From September 26, travelers will be subject to PCR tests on arrival and will be barred from restaurants and bars for the first three days under a system authorities have described as “0+3”.
“Under this agreement, the quarantine hotel system will be lifted,” Lee told reporters.
Hong Kong was once one of the world’s busiest airports, but passenger numbers this year are just 3.8 percent of pre-pandemic levels.
– recession –
The government has faced mounting pressure from residents, business leaders and even some of its own health advisers to end the quarantine, particularly after the coronavirus swept through the city earlier in the year.
Since that wave, the number of local infections far outweighed those from overseas, but authorities still abided by quarantine rules.
At its peak last year, the quarantine lasted 21 days and the economic strain was heavy.
The city is currently in a tech recession – two consecutive quarters of negative growth.
On Thursday, Chief Financial Officer Paul Chan warned Hong Kong is likely to end 2022 in full recession, while the budget deficit is expected to widen to HK$100 billion (US$12.7 billion), double initial estimates.
HK Express, the low-cost wing of city carrier Cathay Pacific, saw its website inundated with inquiries on Friday, warning customers of booking delays.
But Hong Kong is unlikely to see a sudden spate of new flights.
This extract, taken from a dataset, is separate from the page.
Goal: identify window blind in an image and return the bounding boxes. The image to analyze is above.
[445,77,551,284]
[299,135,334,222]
Many global airlines have reduced routes or simply stopped flying there in the last two years.
Cathay currently provides about 45 percent of the seats but has previously warned it can only expand routes by a third this year due to difficulties in finding staff and aircraft.
Many of its idle aircraft were parked in the arid climate of Australia’s interior.
– Rivals Reopened –
Despite adhering to China’s zero-Covid rules, Hong Kong’s experience of the coronavirus has not been the same as that of the mainland.
As in China, Singapore, New Zealand and Taiwan, travel restrictions in Hong Kong helped stamp out the first wave as the pandemic left a wave of deaths and illness in much of the world.
But as an international hub, it has always struggled to keep the virus out indefinitely, unable to resort to the kind of citywide lockdowns employed on the authoritarian mainland.
When the Omicron variant arrived, it sped through most of the unvaccinated elderly victims and overwhelmed hospitals that weren’t adequately prepared.
Despite strict travel restrictions and social distancing rules, Hong Kong has had one of the world’s highest per capita death rates from the coronavirus, with nearly 10,000 deaths in a population of 7.4 million.
For comparison, nearby Taiwan, which announced Thursday it would lift quarantine rules in mid-October, has a similar number of deaths but its population is three times that.
Hong Kong’s approach was in stark contrast to financial rivals like London, Singapore, New York and Tokyo, which have steadily reopened this year.
Rival Singapore is hosting a series of financial and business conferences in the coming months, as well as a Formula 1 race next week.
Around four million people will visit the city-state this year.
Hong Kong plans to host a banking summit in November to show the city is back in business.